Aulds v. Southern Kraft Co.

* Rehearing denied July 15, 1933. Plaintiff, an able-bodied man, was employed by defendant to work in its paper mill at Bastrop, La. He was working in the broken beater in the basement of the mill on December 9, 1931, when he was injured by a roll of paper, weighing about three hundred pounds, dropping from the floor about twelve feet above, striking the lower floor and bouncing and rolling about six feet, where it struck plaintiff, who was at the time working in a stooped position. The roll of paper struck him on the shoulder, neck, and side of the head, knocking him over and severely injuring him.

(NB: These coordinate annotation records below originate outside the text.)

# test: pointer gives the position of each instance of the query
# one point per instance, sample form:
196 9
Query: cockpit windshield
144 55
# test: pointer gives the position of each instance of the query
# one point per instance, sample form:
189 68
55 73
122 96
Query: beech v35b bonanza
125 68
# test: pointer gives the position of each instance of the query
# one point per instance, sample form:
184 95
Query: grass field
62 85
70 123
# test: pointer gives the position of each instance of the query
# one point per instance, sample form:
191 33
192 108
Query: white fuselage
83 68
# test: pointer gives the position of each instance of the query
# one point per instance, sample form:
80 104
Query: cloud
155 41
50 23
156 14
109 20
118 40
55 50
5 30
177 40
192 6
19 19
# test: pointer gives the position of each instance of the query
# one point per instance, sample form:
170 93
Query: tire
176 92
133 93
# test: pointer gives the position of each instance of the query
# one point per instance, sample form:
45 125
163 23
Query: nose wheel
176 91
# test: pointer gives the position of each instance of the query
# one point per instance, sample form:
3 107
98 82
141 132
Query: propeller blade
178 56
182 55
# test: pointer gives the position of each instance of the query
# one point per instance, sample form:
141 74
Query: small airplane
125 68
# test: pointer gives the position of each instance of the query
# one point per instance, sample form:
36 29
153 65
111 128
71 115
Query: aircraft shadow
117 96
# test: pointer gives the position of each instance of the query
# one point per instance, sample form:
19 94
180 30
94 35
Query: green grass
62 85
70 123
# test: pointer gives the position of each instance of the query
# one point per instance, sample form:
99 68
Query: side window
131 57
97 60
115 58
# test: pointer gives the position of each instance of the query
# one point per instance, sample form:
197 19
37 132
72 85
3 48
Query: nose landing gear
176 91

Plaintiff reported the accident immediately to his superior, who gave him an order to the company's physician. He was under the treatment of this doctor until February 10, 1932, when he was sent back to the mill, by the doctor, for light work. He attempted to work, although in pain, until February 26, 1932, when he was forced to quit work due to his shoulder becoming swollen and the pain too intense. He reported back to the company's doctor, who treated him until about April 10, 1932, when he was discharged.

Defendant paid him compensation from the date of the injury until February 10, 1932, and from February 26, 1932, until April 4, 1932, at the rate of $11.70 per week; and between February 10th and 26th, the time he was trying to work, he was paid his regular wages, although he was doing only light work.

After defendant ceased paying compensation, plaintiff filed this suit, alleging total permanent disability to perform manual labor of any reasonable character, and prayed for judgment for a period not exceeding 400 weeks.

There is no dispute here over the amount of weekly compensation for total disability. Both plaintiff and defendant agree that $11.70 per week is correct. It is admitted that *Page 448 he was injured in the course of his employment in an accident arising out of his employment, and defendant admits in supplemental answer that plaintiff is entitled to compensation for 50 per cent. disability to his right arm for a period of one year from the date of injury.

At the trial of the case below judgment was awarded plaintiff at the rate of $11.70 per week for a period not exceeding 200 weeks, less credits for payments already received by him, for the total permanent loss of use of an arm.

Defendant has appealed and plaintiff has answered the appeal praying that the amount be increased to a period not to exceed 400 weeks for total permanent disability to perform labor of any reasonable character.

The first question to determine is whether plaintiff's case comes under section 8, subsection 1(d), paragraph 15, of the Workmen's Compensation Act of Louisiana (as amended by Act No. 242 of 1928), involving the permanent loss of function or use of a member, or under section 8, subsection 1(b), as amended by Act No. 242 of 1928, involving injury producing permanent total disability to do work of any reasonable character.

The blow received by plaintiff did not directly affect the arm. He was not struck on the arm, but the blow struck him on the shoulder and neck and chipped off a piece of the clavicle, which had not been absorbed at the time of trial. The tip of the shoulder is markedly drooped, and the head of the humerus does not set properly into its socket, showing a subluxation of that joint. The sensitory nerves are affected in the neck, shoulder, chest, and upper arm. It was demonstrated that plaintiff could not feel a pin prick on these parts. There is evidence that some of the nerves in the neck, shoulder, and chest are injured.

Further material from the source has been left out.